Ketakutan warga didasarkan atas sejumlah pengalaman di wilayah lain. Lima tahun terakhir, dampak gempa merusak dan menelan korban terjadi beberapa kali di Maluku, seperti di Pulau Ambalau, Kabupaten Buru Selatan, Januari 2016, dan di Kota Ambon, November 2017. ”Ini gempa paling kuat yang pernah saya alami,” kata Merry (60), ibu rumah tangga yang ikut mengungsi. Rumahnya di kompleks Mardika, sekitar 300 meter dari bibir pantai, sejajar dengan permukaan laut.
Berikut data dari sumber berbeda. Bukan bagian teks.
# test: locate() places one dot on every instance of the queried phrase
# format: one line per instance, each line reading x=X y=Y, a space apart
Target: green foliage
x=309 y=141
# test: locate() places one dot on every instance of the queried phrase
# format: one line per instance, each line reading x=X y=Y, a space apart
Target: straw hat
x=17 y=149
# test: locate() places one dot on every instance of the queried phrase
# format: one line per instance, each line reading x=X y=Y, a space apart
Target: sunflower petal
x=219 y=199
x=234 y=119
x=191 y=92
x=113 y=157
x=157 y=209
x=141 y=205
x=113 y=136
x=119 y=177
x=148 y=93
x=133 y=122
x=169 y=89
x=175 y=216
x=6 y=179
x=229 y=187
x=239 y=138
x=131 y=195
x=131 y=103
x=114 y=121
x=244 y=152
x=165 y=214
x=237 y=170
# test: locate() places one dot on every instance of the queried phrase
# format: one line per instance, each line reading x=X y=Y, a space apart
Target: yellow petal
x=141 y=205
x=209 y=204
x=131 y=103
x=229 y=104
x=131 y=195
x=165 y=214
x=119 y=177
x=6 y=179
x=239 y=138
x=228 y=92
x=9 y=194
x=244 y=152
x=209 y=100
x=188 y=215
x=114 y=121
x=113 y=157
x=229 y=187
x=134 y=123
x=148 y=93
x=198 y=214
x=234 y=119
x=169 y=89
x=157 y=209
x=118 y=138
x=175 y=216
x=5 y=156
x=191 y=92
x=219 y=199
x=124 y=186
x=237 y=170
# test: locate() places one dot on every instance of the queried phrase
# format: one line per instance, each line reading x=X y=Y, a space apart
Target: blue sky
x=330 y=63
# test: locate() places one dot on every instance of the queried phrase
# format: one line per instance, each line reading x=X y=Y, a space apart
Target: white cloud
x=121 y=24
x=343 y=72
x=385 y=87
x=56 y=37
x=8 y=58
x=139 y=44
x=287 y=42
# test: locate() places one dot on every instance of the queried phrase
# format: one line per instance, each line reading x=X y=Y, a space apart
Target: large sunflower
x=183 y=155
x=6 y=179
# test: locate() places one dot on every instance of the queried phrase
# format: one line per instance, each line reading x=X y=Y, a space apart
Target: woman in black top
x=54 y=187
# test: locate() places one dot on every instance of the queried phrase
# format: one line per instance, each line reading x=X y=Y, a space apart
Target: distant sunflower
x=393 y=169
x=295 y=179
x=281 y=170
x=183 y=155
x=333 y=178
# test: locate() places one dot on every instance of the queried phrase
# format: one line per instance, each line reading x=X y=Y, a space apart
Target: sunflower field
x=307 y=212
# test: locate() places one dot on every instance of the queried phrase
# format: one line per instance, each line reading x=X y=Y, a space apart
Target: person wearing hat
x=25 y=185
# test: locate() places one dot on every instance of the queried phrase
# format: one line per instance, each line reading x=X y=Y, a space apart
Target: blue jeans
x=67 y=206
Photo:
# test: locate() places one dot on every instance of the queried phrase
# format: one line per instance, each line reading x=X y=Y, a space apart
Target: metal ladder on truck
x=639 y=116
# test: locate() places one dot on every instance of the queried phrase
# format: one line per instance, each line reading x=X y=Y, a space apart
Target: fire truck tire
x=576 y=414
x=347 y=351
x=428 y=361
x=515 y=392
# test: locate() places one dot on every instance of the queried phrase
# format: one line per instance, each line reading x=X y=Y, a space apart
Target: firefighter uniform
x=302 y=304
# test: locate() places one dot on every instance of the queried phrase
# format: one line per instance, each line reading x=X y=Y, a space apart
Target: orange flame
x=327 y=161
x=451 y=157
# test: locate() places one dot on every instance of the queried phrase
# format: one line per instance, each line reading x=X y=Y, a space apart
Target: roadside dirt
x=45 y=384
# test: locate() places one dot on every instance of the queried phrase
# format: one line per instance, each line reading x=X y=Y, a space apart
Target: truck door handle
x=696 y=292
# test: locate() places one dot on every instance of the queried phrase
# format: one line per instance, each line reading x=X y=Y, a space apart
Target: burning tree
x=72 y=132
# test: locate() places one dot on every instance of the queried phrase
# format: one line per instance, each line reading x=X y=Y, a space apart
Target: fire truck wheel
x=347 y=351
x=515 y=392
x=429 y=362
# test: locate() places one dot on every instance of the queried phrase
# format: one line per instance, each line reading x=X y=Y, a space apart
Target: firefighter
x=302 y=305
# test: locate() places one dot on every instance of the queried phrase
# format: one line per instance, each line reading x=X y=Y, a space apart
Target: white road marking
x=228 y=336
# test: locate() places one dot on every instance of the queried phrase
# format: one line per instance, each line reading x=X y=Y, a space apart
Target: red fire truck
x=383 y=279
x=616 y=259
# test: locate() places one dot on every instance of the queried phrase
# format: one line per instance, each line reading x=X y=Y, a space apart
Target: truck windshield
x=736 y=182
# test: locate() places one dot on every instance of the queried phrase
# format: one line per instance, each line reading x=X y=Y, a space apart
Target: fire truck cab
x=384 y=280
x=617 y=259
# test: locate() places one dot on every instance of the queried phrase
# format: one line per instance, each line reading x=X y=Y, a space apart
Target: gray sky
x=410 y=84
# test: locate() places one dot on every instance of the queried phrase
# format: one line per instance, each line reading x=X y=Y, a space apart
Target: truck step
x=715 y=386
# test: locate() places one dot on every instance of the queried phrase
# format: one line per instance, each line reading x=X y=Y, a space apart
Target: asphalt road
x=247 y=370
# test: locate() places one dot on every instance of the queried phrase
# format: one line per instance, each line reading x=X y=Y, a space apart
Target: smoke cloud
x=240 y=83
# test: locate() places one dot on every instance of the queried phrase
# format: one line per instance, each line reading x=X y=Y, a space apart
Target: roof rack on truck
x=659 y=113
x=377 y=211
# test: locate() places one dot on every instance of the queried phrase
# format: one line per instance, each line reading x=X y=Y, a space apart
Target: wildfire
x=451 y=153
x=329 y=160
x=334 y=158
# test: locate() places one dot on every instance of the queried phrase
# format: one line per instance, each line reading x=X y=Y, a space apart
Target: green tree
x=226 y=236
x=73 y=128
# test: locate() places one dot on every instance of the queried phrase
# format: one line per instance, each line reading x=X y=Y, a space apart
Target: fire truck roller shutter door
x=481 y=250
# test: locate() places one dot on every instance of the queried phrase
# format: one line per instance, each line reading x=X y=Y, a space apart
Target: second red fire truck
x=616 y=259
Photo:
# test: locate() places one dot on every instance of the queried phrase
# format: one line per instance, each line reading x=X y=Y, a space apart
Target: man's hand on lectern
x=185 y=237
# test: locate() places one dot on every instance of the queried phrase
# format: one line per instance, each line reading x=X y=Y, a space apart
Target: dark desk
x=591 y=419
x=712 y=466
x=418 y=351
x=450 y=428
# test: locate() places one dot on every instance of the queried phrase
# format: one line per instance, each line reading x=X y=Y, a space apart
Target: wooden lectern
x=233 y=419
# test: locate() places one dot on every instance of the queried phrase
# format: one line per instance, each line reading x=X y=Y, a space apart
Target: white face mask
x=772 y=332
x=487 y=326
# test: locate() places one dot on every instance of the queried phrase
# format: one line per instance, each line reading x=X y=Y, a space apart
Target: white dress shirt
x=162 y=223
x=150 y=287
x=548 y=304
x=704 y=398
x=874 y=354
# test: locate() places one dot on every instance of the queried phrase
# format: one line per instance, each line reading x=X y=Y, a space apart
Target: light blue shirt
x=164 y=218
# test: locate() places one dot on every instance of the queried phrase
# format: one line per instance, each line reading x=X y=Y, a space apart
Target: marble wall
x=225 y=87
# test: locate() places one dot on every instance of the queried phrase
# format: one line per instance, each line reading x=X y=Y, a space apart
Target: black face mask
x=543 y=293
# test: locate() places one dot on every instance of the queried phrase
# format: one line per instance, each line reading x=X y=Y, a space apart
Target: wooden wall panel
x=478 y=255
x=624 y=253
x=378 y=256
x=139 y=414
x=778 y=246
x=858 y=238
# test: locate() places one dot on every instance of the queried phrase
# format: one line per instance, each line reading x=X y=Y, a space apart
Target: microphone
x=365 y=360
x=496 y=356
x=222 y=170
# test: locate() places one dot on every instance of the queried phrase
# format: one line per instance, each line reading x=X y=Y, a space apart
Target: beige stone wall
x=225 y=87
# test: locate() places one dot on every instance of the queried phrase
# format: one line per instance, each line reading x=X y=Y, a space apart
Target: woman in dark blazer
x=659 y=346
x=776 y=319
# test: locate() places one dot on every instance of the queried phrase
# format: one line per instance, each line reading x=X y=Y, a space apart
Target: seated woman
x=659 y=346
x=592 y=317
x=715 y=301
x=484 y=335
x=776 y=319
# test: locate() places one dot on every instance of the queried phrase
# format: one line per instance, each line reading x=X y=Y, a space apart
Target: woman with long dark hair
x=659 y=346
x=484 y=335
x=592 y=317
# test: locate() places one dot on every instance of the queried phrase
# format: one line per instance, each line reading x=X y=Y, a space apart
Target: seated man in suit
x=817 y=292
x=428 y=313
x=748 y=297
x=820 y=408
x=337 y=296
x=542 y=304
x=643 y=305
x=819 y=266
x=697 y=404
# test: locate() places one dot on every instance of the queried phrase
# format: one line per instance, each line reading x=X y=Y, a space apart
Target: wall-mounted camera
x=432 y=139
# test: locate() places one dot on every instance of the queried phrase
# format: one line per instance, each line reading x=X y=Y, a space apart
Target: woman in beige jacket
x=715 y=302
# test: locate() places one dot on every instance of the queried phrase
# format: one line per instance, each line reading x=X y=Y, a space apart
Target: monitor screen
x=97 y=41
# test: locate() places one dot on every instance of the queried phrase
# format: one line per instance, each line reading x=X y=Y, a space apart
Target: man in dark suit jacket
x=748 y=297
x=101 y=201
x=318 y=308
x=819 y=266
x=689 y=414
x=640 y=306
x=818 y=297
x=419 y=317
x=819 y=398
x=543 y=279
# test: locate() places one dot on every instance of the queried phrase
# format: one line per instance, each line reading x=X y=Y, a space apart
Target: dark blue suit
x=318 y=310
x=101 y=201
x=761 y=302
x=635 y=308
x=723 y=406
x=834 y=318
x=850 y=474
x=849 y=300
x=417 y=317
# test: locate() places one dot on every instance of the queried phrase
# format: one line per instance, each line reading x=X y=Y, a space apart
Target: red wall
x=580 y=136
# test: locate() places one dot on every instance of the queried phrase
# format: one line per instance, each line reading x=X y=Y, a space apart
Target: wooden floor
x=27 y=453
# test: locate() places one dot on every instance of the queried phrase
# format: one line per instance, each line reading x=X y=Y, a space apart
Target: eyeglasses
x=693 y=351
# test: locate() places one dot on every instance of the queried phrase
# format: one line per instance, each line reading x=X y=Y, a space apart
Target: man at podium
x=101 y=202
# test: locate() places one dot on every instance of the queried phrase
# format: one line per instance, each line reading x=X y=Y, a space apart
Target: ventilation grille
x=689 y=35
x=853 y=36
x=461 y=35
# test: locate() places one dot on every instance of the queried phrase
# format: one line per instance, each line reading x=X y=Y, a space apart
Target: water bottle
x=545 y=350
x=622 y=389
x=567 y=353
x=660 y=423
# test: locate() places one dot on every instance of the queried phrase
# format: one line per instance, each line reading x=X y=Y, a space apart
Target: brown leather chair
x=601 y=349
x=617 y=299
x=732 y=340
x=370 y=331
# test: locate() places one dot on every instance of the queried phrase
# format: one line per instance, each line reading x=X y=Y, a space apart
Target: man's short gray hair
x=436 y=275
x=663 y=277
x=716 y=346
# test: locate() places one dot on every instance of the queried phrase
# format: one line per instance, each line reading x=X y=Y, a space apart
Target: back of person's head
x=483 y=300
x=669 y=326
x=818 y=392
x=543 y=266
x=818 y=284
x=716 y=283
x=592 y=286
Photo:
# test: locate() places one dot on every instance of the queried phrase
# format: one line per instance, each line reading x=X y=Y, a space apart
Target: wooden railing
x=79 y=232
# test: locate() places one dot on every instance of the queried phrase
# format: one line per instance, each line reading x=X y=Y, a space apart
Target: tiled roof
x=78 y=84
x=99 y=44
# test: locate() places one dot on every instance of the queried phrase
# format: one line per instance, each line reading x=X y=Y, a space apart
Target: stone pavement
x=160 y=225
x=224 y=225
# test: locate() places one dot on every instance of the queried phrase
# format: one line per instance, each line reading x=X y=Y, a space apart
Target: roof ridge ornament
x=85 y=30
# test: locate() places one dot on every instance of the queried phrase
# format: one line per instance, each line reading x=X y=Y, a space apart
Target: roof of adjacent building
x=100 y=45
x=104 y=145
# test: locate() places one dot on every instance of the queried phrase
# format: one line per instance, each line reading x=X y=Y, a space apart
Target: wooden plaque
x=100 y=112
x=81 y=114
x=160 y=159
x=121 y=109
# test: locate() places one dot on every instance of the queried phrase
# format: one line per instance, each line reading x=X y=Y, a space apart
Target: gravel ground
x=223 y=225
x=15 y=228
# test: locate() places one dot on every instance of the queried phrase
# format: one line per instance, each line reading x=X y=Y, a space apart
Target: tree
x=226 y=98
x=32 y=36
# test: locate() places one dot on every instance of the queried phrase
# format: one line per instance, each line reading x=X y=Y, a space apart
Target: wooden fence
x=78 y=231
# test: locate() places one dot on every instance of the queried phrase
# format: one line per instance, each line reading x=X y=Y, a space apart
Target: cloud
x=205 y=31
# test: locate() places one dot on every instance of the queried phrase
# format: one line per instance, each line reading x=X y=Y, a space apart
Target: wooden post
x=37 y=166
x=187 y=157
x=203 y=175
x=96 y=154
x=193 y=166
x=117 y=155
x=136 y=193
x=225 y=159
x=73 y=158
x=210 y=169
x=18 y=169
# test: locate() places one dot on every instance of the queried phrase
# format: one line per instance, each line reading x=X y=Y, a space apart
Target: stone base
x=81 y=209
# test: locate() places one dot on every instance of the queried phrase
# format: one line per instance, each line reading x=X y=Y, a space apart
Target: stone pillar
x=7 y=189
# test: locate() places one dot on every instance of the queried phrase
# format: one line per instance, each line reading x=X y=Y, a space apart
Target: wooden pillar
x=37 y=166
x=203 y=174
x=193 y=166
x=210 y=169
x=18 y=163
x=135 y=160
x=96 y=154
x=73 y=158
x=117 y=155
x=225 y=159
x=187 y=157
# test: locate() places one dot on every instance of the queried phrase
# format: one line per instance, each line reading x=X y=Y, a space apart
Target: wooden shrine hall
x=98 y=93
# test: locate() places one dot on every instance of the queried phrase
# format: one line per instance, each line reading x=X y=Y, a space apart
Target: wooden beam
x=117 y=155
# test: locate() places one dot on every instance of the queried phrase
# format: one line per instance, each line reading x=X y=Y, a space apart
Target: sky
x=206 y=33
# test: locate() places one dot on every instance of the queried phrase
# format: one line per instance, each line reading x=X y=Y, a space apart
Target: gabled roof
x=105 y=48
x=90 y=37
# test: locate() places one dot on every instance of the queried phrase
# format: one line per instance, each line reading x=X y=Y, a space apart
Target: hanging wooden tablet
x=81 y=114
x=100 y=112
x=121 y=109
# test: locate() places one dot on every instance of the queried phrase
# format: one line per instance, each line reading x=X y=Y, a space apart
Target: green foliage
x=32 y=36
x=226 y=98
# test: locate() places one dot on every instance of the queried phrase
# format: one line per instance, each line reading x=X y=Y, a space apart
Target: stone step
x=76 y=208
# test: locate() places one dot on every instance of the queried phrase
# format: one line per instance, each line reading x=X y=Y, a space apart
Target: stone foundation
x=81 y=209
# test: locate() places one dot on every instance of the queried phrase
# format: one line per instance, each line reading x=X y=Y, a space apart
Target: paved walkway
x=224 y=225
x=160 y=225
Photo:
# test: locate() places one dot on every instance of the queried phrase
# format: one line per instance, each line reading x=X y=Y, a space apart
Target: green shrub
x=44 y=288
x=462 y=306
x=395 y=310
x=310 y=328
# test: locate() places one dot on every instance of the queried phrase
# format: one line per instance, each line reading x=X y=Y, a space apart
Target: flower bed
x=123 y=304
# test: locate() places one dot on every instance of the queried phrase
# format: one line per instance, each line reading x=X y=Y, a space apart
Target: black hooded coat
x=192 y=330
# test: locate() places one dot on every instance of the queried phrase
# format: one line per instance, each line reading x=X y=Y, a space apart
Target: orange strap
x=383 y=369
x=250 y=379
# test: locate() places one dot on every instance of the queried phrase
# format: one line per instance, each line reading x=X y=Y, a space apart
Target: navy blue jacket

Hingga Kamis pukul 18.00, berdasarkan data Badan Nasional Penanggulangan Bencana (BNPB), jumlah korban meninggal akibat gempa itu setidaknya 20 orang. Gempa merusak puluhan rumah dan infrastruktur, seperti jembatan, bangunan sekolah, dan tempat ibadah. Penyebab warga meninggal didominasi tertimpa reruntuhan bangunan dan longsor batuan. Di Kota Ambon, sejumlah ruas jalan terbelah, termasuk jalan di atas Jembatan Merah Putih, ikon kebanggaan Kota Ambon.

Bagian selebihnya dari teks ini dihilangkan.